Contratto a tempo determinato: Legge 247/2007 articolo 1

09 agosto 2013 Pubblicato da Redazione

 

Abbiamo parlato del contratto a tempo determinato e di come questo sia regolato da una serie di norme interne al tipo di contratto stesso per come è stato concepito, abbiamo analizzato la sua forma e il modo in cui viene stipulato.

Detto che raramente viene applicata la sola forma verbale per quei rapporti di lavoro che sono inferiori ai 12 giorni, cerchiamo ora di capire come da un punto di vista legislativo questa tipologia sia regolata e se è equiparabile come diritti e doveri al contratto a tempo indeterminato.

La legge che nella sua forma generale regola questa tipologia contrattuale specifica è la numero 247/2007 all’articolo uno, una norma che siamo andati a visionare e nella quale possiamo rilevare una serie di impostazioni di carattere molto generale.

L’articolo uno parla in maniera generica di norme in materia di attuazione del protocollo del 23 luglio 2007 in materia di previdenza, lavoro e competitività, per favorire l’equità e la crescita sostenibili.

Probabilmente agganciare il contratto di lavoro a tempo determinato a tale articolo, è una forma di armonizzazione che rende il contratto stesso differente rispetto al passato, si è cercato di fare in modo tale che venissero riconosciute una serie di specifiche che in passato erano mancanti.

Si parla nello specifico di riduzione della capacità ed autonomia lavorativa del soggetto, nel caso in cui venga accertata dall’Inps attraverso una serie di controlli una riduzione della capacità lavorativa superiore al 74 per cento, viene riconosciuto un assegno a carico dello Stato alla persona in condizioni di disagio.

Un articolo molto importante, perché punta ad armonizzare diritti e doveri del contratto a tempo determinato, facendo in modo tale che la durata limitata nel tempo non incida di fatto su quelli che sono i diritti del lavoratore.

L’estinzione del rapporto di lavoro nel termini del contratto, non riducono di fatto la portata dei diritti che il lavoratore ha durante lo svolgimento della propria mansione lavorativa, da un punto di vista legislativo la norma è corretta ad armonizza le condizioni di lavoro.

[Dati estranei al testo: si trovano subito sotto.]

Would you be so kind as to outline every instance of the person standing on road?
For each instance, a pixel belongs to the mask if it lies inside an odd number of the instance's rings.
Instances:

La legge tuttavia si limita semplicemente a delineare delle norme molto generiche e vaghe, di fatto nella sua attuazione il contratto di lavoro a tempo determinato pone la persona in una situazione psicologica particolare, la percezione di essere a termine, difficilmente fa in modo tale che il lavoratore eserciti i proprio diritti.

Parleremo di questo in un successivo approfondimento su questo aspetto sia legislativo che psicologico nel rapporto di lavoro datore di lavoro-lavoratore.